Tuesday, 27 July 2010

The Use Of Dawn Raids Criticised

In another 'setback' for the government operates its immigration policy John Vine, the Chief Inspector of Immigration, has criticised the blanket use of dawn raids to detain families prior to their deportation. In his review of 42 deportation cases he found the the majority of arrests of families by UKBA snatch squads occurred between 6:30am and 6:40am.

Just as the police use dawn raids to catch their prey unaware, still in their beds or only just beginning to wipe the sleep from their eyes, the UKBA goons chose more or less the same modus operandi to minimise resistance and, not as they have insisted in the past, chose a time before a family's children will have left for school or, tellingly, to minimise any community reaction.

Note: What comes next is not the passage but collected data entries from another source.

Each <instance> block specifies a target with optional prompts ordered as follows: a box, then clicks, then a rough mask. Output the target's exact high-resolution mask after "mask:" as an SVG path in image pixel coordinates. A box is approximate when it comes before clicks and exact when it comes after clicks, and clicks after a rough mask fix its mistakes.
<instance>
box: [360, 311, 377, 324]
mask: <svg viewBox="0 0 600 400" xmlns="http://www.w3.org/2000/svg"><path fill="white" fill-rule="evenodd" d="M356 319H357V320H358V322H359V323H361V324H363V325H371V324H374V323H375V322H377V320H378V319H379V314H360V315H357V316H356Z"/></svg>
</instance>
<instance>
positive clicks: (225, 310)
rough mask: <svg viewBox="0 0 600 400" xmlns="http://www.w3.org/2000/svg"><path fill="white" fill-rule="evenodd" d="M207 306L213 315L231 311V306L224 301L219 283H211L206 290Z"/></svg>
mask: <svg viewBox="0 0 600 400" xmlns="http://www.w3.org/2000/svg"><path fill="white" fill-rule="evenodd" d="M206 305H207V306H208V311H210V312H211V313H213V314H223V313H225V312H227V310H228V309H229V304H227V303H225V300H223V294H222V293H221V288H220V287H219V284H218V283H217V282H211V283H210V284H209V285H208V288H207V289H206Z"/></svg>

Therefore, the idea is to actually maximise trauma, a point reinforced by only allowing the families less than 45 minutes to pack their belongings and leave behind their homes for an unknown future. Vine also said that it unacceptable that there is no UKBA system available that makes available information on those families who have been detained. Therefore a family's lawyers and supporters are left to ring around the various detention centres and short-term holding facilities in what often turns out as a vain attempt to find them before they are forcibly removed or shunted on to another detention centre half way across the country.

1,168 children were held in detention in 2008-09. 539 (46%) were deported and 629 (54%) released.